1) pin C
2) you have a 2 bit pattern(4 states) each repeated three times in one revolution
3) not 4 bit.
Your picture (table .prg) where does this fit in?
Frank
1) pin C
2) you have a 2 bit pattern(4 states) each repeated three times in one revolution
3) not 4 bit.
Your picture (table .prg) where does this fit in?
Frank
1)Pin C is common pin tied to Ground. That's not power.
2)4 states. can this identity 12 sectored wheel? but I guess it also depend the A and B previous states right?
1. The encoder uses mechanical switches and doesn't need a power supply.
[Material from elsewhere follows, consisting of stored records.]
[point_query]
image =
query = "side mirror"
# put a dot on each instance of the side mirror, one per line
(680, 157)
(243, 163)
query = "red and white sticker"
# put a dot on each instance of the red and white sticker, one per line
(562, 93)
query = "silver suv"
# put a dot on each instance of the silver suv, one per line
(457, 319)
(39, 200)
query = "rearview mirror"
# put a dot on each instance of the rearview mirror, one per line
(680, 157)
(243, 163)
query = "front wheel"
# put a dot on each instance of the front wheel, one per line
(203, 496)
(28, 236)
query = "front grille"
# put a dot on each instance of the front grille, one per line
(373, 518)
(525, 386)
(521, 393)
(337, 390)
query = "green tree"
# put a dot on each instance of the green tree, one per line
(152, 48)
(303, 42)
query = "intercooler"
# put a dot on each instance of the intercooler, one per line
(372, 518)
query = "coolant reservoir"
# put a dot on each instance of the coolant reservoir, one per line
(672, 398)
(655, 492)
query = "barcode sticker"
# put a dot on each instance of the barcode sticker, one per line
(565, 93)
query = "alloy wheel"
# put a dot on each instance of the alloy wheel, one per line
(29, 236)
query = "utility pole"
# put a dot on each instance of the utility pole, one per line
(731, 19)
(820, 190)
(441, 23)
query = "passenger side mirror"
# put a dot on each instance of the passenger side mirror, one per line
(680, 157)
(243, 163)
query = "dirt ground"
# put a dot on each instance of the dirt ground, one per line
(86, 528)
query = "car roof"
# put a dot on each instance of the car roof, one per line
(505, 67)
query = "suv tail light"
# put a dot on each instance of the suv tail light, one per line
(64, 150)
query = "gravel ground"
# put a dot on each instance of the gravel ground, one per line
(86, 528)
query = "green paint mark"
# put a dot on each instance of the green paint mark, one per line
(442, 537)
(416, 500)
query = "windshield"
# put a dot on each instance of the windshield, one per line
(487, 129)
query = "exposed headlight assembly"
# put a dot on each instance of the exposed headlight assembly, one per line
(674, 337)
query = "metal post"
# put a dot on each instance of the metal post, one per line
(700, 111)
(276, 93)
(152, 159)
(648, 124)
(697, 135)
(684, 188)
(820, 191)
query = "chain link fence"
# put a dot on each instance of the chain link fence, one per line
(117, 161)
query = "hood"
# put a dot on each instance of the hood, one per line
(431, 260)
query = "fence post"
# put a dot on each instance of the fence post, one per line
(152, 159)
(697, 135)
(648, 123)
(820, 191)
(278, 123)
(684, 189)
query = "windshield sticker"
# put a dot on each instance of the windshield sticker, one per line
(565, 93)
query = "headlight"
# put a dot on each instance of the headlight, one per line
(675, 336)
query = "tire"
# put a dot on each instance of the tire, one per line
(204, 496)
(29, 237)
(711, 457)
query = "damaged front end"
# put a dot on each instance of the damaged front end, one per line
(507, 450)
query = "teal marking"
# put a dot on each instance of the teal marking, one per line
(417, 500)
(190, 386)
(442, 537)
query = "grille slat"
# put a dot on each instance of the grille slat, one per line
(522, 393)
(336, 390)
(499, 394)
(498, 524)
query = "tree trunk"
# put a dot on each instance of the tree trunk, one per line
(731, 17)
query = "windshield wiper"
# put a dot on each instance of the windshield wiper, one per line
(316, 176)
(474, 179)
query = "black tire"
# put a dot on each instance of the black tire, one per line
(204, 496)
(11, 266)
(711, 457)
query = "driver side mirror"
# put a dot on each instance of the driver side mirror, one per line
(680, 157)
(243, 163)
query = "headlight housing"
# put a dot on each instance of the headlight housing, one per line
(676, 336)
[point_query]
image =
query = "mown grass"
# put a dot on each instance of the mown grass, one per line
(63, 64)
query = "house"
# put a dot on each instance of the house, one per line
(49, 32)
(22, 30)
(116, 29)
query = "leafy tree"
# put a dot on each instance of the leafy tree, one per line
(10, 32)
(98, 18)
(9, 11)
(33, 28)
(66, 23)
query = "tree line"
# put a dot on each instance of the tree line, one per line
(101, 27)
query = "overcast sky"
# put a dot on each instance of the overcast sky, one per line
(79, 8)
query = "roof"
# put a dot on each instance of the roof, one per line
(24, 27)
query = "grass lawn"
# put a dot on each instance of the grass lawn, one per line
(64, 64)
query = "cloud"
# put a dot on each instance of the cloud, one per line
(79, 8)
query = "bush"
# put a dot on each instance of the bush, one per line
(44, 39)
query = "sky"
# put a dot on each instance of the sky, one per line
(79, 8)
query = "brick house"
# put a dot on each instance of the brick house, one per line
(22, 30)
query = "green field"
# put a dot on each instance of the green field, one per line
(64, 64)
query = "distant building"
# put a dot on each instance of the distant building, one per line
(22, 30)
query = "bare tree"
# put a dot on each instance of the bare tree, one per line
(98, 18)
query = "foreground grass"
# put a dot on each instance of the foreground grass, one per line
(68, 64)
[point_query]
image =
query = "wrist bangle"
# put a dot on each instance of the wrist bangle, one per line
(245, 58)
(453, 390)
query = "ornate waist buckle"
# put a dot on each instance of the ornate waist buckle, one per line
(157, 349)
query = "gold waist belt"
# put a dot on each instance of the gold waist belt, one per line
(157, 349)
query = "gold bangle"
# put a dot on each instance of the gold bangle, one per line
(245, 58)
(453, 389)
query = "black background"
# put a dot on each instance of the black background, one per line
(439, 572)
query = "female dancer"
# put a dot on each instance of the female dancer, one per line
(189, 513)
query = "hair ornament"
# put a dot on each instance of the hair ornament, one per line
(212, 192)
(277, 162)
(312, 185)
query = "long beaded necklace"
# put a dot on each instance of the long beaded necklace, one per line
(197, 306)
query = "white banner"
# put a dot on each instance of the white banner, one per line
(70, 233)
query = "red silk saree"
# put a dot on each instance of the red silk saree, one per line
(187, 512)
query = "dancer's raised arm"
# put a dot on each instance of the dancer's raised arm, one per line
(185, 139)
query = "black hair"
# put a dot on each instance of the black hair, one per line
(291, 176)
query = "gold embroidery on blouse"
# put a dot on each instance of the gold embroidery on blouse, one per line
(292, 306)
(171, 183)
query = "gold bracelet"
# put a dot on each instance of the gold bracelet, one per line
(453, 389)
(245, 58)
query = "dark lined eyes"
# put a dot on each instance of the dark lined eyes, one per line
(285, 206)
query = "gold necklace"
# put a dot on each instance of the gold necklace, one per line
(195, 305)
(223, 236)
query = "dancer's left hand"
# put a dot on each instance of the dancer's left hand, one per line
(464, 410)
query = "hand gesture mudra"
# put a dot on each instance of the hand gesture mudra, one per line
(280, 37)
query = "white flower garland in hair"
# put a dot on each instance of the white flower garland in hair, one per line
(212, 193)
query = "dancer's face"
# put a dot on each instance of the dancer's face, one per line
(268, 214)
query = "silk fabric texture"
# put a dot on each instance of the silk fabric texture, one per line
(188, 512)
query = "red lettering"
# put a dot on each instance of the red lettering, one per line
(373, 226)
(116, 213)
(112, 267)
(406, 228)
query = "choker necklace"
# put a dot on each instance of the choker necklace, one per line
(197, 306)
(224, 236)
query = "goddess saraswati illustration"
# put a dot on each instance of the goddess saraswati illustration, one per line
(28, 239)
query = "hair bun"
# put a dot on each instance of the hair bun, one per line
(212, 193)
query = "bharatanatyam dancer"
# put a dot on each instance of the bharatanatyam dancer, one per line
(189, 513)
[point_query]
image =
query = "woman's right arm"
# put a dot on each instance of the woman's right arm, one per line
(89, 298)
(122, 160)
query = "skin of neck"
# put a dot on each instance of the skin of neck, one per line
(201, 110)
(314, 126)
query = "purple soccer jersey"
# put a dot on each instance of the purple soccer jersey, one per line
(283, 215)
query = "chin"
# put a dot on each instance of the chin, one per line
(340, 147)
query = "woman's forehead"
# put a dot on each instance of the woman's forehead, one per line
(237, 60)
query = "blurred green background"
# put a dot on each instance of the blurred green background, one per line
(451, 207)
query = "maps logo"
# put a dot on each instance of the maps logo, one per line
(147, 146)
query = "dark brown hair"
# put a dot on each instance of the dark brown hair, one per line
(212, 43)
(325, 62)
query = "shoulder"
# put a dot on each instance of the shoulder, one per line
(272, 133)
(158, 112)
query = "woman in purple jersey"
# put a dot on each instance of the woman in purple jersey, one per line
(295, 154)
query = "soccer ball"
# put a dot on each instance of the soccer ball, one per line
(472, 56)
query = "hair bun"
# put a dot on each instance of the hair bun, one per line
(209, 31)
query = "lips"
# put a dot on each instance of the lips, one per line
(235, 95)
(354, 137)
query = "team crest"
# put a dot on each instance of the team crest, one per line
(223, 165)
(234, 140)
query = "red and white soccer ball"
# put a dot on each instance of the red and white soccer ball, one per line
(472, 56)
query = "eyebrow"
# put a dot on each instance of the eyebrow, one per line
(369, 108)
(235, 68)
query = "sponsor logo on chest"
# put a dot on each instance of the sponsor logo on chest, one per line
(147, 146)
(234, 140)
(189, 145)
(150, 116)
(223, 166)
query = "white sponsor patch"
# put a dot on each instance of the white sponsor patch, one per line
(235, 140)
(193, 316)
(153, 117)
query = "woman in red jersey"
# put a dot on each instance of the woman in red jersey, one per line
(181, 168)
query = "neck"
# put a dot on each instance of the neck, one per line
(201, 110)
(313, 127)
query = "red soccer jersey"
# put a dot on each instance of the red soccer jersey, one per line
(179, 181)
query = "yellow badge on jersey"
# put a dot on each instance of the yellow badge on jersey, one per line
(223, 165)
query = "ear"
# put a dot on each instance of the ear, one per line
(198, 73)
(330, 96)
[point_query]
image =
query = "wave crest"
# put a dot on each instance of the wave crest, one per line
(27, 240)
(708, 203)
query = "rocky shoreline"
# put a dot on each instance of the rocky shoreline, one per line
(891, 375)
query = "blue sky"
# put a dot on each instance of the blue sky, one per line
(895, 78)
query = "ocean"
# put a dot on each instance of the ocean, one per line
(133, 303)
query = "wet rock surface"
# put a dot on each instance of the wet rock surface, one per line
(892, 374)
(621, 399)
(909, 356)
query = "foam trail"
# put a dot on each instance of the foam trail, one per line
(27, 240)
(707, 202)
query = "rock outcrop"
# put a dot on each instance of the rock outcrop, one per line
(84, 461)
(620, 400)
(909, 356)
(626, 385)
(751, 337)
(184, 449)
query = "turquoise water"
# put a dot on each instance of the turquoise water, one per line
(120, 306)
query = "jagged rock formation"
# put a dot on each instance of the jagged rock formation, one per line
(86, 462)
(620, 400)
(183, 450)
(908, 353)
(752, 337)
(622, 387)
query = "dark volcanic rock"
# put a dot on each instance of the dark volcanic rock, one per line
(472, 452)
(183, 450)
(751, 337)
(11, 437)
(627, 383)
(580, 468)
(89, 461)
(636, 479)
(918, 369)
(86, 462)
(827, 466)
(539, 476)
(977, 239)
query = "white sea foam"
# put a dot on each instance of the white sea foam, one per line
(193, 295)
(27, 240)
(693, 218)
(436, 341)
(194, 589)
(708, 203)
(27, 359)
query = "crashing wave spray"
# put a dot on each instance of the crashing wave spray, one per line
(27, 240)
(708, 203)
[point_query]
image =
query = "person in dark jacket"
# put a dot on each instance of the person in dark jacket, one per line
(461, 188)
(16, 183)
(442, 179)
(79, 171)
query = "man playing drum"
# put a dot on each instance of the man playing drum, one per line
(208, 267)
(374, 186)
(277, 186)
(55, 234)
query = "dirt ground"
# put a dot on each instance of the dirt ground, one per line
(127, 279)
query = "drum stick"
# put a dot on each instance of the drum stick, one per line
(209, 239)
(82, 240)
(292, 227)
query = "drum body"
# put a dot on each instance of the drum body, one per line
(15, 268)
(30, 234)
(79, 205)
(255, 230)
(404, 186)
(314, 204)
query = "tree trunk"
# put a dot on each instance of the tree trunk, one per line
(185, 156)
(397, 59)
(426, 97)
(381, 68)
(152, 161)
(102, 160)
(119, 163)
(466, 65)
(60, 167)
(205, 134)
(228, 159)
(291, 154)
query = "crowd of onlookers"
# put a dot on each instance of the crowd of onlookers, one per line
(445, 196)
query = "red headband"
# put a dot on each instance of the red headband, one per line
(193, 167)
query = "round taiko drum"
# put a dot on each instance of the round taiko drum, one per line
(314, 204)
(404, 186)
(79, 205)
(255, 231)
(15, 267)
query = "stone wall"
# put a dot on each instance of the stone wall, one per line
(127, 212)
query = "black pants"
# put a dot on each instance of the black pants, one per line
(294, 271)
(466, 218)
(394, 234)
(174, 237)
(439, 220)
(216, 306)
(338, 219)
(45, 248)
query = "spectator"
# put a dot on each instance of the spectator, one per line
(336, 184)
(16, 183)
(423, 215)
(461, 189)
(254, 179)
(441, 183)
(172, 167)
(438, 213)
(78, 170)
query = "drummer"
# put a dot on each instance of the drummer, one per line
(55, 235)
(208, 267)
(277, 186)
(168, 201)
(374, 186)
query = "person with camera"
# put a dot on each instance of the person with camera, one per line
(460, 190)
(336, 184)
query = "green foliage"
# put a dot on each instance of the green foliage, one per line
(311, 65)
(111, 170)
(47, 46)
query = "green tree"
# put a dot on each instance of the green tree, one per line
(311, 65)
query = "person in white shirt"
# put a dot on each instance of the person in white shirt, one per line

It's your decision if you connect pin C to ground or a high level.
2. It's an incremental decoder, the output code is periodical with 120 degree. "12 steps" just says that 12 incremental steps make a full revolution, not that 12 positions can be identified.
The contact switches are grey codes in which only one contact will bounce at a time with 4 phases per 2 bit sector and 12 sectors per rev. each the same outputs separated by mechanical detent.
"If" you had another switch to indicate only 1 sector, you could have a 3 bit encoder and with a counter could decode 48 positions per revolution and a state machine for direction of motion and XOR 1 shot to compute velocity.
But normally these are just used for relative motion, direction and speed, not absolute position.